If one says [that no model is adequate as a model of English, which can talk about its own semantic machinery], then one has to admit that these models can't help us understand the Liar - after all, the Liar arises because English can express claims about its own semantic machinery, and if the models don't model this feature of English, they are irrelevant to the Liar.

This doesn't seem right to me. Let's suppose for the sake of argument that no model can capture that aspect of English language which is its ability to talk about all of its own semantic machinery. Does it follow from this that no model is an adequate model of English, or that no model can help us understand the Liar? Certainly not.

Let me take the second question first. The simple Liar sentence "this sentence is false" can be modeled in Beall's paranormal language and can be characterized in the language. It is a paranormal sentence, and it is true to say that it is paranormal. So even if this language cannot talk about all of its own semantic machinery, it can still help us understand the Liar.
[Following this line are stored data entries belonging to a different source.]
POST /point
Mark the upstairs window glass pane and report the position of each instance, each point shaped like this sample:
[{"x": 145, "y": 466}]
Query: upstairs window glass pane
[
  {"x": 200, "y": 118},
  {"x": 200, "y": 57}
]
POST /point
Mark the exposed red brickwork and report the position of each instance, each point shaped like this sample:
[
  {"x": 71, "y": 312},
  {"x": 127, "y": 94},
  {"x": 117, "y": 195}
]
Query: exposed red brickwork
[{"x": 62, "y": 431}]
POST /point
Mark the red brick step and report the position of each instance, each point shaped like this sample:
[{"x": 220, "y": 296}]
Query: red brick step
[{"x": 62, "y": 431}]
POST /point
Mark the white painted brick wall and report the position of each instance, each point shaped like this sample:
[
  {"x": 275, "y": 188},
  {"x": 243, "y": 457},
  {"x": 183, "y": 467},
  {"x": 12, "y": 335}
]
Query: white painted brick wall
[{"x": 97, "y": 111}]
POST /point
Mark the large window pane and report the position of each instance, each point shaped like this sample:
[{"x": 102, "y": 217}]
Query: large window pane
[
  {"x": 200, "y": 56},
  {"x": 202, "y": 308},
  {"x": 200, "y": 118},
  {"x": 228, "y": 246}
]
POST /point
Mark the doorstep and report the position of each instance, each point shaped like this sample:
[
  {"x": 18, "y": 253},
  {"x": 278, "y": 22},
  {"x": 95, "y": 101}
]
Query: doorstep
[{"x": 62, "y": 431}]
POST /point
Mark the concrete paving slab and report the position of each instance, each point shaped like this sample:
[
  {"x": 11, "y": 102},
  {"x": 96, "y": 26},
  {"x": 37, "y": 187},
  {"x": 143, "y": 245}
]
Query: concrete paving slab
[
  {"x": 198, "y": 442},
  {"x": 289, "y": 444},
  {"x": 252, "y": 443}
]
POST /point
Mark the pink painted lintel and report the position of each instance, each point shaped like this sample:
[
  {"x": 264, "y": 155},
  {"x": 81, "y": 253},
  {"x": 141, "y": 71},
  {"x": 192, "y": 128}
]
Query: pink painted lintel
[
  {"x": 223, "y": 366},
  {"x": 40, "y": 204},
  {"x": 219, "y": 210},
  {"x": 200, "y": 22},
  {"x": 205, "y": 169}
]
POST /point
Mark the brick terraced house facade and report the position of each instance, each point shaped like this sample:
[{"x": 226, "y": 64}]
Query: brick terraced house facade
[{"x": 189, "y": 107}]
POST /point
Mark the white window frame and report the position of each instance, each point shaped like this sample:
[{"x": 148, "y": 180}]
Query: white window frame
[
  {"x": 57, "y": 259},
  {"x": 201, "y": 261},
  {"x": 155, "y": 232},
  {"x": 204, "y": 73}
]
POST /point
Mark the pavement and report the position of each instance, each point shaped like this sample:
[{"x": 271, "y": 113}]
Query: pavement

The first question is more interesting and gets to the heart of your concern. Why think that no model is an adequate model of English? Because, as we supposed, no model can talk about all of its own semantic machinery. But surely English can! Or so the objection goes. Question: is it true that English can talk about all of its own semantic machinery?

There are two routes on might take to an answer. One route is the brute intuition that it can. The second route is to offer a particular model (paranormal, or otherwise) that seems to explain all of the otherwise pressing concerns about the semantics of our real language, but cannot talk about all of its own semantic machinery. On the second route we have a good reason to think that the same holds true in our real language, so we might just reject the brute intuition.

Nothing seems to bar the second route, and it is probably the sort of thing Beall should say. Furthermore, one can take the second route without being forced to conceede that formal models fail to be explanatory.